第一、第二。共に回復傾向を見せつつある。レムやエミリアに施され続けた治癒魔法の積み重ねが微弱ながらにも傷痕を着々と癒し、続けていれば恐らくほぼ完治というのが
第三。受け入れるべき事実として甘んじて納得する他にない。魔法の力すらも行き届かぬ場所に到達してしまったものはどう足掻こうが空振りに終わる。
第四。時間を掛ければ完治の見込みあり。身体的な後遺症および流血による血液不足——日常生活に支障を来す程度のため、一定の安静期間を確保した上で貧血症状の改善。更には、
第一、二、三、四。これら全ては少なく見積もっても二ヶ月以内にはほぼ完治する見込み。適切な対応と処置をした上でそれを越えれば、日常生活に支障を来さず本業である戦闘への参加が期待される。

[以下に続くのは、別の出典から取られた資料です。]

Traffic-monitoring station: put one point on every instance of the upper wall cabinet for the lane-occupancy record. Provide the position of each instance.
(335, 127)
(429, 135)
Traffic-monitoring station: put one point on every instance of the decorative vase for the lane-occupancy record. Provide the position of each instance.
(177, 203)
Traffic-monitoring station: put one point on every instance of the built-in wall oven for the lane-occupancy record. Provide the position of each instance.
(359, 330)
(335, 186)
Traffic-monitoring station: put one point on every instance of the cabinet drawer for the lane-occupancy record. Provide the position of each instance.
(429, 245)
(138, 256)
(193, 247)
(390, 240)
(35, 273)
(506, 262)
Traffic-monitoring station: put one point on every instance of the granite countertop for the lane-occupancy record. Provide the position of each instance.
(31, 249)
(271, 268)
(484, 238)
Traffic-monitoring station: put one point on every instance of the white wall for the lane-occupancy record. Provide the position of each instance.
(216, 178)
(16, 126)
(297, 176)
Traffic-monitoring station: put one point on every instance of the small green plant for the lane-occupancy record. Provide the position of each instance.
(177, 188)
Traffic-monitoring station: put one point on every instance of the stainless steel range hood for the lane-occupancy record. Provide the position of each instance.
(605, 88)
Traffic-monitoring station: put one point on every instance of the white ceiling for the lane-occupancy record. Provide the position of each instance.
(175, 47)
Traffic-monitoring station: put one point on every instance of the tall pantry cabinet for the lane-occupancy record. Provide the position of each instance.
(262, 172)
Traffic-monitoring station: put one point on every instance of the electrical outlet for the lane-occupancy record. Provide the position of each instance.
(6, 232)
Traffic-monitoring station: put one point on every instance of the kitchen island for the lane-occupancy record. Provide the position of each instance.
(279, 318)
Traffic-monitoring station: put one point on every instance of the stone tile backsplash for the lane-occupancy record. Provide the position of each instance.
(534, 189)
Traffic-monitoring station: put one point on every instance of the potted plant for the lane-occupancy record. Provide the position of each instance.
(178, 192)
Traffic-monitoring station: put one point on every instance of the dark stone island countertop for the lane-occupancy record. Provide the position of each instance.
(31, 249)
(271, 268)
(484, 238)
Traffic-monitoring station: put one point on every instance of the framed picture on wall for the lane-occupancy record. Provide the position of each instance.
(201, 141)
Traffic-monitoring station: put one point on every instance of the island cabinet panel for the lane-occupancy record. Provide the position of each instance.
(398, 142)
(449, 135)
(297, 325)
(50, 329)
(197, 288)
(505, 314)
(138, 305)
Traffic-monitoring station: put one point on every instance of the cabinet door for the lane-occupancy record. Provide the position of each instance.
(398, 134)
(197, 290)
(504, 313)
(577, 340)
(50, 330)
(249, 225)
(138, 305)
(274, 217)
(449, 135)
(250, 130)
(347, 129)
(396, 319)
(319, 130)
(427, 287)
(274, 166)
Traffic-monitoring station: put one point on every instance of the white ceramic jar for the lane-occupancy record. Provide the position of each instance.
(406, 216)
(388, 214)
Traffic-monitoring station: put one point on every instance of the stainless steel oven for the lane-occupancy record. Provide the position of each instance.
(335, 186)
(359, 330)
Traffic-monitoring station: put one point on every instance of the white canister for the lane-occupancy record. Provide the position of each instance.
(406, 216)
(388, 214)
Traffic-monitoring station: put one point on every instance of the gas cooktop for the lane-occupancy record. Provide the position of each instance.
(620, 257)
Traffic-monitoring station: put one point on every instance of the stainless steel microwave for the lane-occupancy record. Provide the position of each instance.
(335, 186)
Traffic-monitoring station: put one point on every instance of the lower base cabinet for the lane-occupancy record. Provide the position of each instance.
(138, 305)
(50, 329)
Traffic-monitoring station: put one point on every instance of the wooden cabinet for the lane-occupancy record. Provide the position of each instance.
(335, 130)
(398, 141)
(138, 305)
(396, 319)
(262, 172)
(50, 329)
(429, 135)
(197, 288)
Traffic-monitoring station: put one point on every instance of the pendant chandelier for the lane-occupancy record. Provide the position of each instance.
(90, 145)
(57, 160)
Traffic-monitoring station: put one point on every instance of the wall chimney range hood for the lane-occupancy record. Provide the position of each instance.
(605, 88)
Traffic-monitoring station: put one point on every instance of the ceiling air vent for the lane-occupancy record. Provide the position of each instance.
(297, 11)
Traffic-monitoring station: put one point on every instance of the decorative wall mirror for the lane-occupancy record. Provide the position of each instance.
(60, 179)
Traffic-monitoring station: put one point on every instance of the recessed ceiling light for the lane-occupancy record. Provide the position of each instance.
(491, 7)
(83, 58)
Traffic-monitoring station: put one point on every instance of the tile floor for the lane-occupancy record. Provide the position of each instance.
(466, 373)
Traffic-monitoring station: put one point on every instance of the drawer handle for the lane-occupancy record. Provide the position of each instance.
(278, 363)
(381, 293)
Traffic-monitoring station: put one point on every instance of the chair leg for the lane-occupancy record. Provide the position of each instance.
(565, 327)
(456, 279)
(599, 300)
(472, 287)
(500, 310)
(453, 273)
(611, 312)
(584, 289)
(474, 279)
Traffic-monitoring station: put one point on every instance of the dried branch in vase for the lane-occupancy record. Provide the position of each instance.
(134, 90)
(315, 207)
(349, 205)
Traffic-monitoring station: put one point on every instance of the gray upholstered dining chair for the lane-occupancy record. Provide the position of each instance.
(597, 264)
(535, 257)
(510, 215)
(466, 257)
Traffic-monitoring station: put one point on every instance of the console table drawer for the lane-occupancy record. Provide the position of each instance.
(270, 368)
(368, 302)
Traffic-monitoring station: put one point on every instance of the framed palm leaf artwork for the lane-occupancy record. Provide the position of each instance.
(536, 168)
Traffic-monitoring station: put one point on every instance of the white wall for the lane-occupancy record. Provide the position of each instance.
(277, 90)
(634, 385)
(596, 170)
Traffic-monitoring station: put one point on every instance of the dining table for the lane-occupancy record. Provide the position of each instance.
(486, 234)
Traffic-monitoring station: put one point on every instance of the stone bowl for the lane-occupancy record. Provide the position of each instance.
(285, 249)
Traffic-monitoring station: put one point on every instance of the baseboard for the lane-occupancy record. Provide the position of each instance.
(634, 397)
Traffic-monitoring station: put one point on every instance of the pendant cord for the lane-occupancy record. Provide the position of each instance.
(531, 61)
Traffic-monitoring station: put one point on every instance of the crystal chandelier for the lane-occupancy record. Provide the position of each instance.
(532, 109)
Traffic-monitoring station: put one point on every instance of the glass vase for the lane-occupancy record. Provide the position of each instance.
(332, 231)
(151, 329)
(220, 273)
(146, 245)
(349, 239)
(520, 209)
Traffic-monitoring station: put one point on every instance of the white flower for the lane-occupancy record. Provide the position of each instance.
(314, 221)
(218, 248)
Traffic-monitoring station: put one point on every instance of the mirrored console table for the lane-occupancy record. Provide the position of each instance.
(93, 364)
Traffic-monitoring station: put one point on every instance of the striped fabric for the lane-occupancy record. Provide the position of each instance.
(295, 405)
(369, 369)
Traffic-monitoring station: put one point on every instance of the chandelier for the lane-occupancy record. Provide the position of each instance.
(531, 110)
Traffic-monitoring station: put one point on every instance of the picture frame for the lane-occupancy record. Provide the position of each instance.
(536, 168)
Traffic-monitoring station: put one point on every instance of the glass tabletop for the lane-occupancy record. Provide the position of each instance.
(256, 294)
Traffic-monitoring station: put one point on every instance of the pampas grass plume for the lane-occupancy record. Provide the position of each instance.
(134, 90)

ただ、あくまで『見込み』のため、長引くことも可能性の一つとして考えられる。しかし、短縮することはあり得ない。最低でも二ヶ月。
現状、第五のみが完治までの期間が不確定である。何ヶ月、或いは何年。損傷ではなかったことが不幸中の幸いだが、それを考慮しても治癒期間の長期化は避けられないと思われる。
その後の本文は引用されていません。